Nowak Mechanisms
Status
Python-backed. This section describes the five named Moran-process packages under moran_models/nowak_mechanisms/ in the sibling EvolvedCooperation repository. None are browser replay case studies yet.
This section contains one package for each of the five mechanisms for the evolution of cooperation identified in Nowak (2006). Each package is a thin wrapper over the shared interaction_kernel Moran engine.
Shared Engine
All five mechanisms run on the same Moran update loop. What differs across them is the routing step — specifically the kernel that distributes cooperative benefit to neighbors, and any additional per-site state that modulates it.
The full engine description is on the Interaction Kernel page.
The Five Mechanisms
| Mechanism | How cooperation is sustained |
|---|---|
| Kin Selection | Benefit is routed with a lineage bias. Same-lineage neighbors receive more weight, operationalising Hamilton's rule rB > C. |
| Direct Reciprocity | Each site carries a memory of recently received help. Expressed cooperation is scaled by that memory, creating a direct reciprocal feedback loop. |
| Indirect Reciprocity | Each site carries a public reputation. The routing kernel is biased toward higher-reputation recipients, sustaining cooperation through a reputation channel. |
| Network Reciprocity | Benefit is routed uniformly over local grid neighbors. Spatial structure alone protects cooperator clusters from exploitation, with no memory or lineage bias. |
| Group Selection | Sites are partitioned into groups. Individual Moran replacement runs each step. Periodically the highest-fitness group is copied into the lowest-fitness group, adding a second level of selection. |
Beyond These Five
Nowak's taxonomy is a useful compact framework but not an exhaustive list. Important cooperation mechanisms outside the five include:
- Partner choice — agents preferentially interact with cooperative partners and abandon poor ones.
- Partner control — agents alter partner incentives through sanctions, punishment, or exclusion.
- Byproduct mutualism — an action benefits others because it directly benefits the actor at the same time.
- Policing — third parties suppress selfish behavior or stabilize collective rules.
- Pseudoreciprocity — an actor benefits another because a more productive partner later improves the actor's own payoff.
- Greenbeard effects — a recognizable trait marks cooperators and directs help toward others carrying the same marker.
- Niche construction — cooperative behavior changes the environment, which then feeds back on selection.
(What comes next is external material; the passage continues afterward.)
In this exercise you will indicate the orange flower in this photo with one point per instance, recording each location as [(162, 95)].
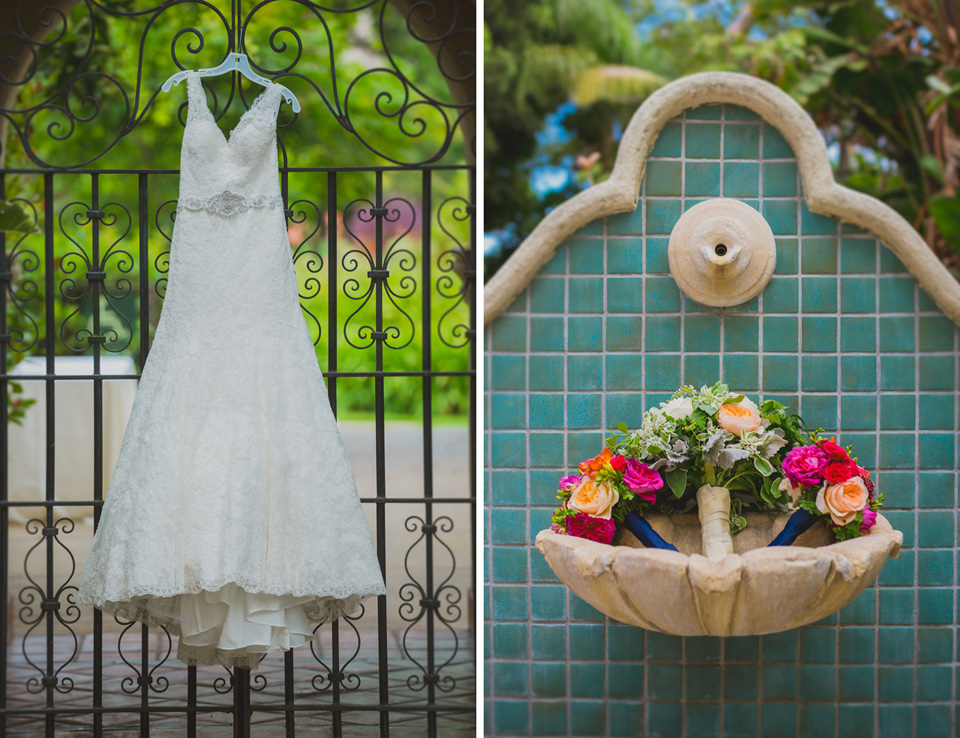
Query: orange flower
[(592, 466), (737, 419), (594, 498), (843, 501)]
- Institutional enforcement — norms, monitoring, and punishment stabilize cooperation at social scales.
- General assortment — cooperators interact with cooperators more often than random mixing predicts, regardless of the specific cause.
The shared condition across all of them mirrors the repo-level feedback framing: cooperation spreads when enough of the value it creates returns to cooperators or copies of the cooperative rule to outweigh the private cost.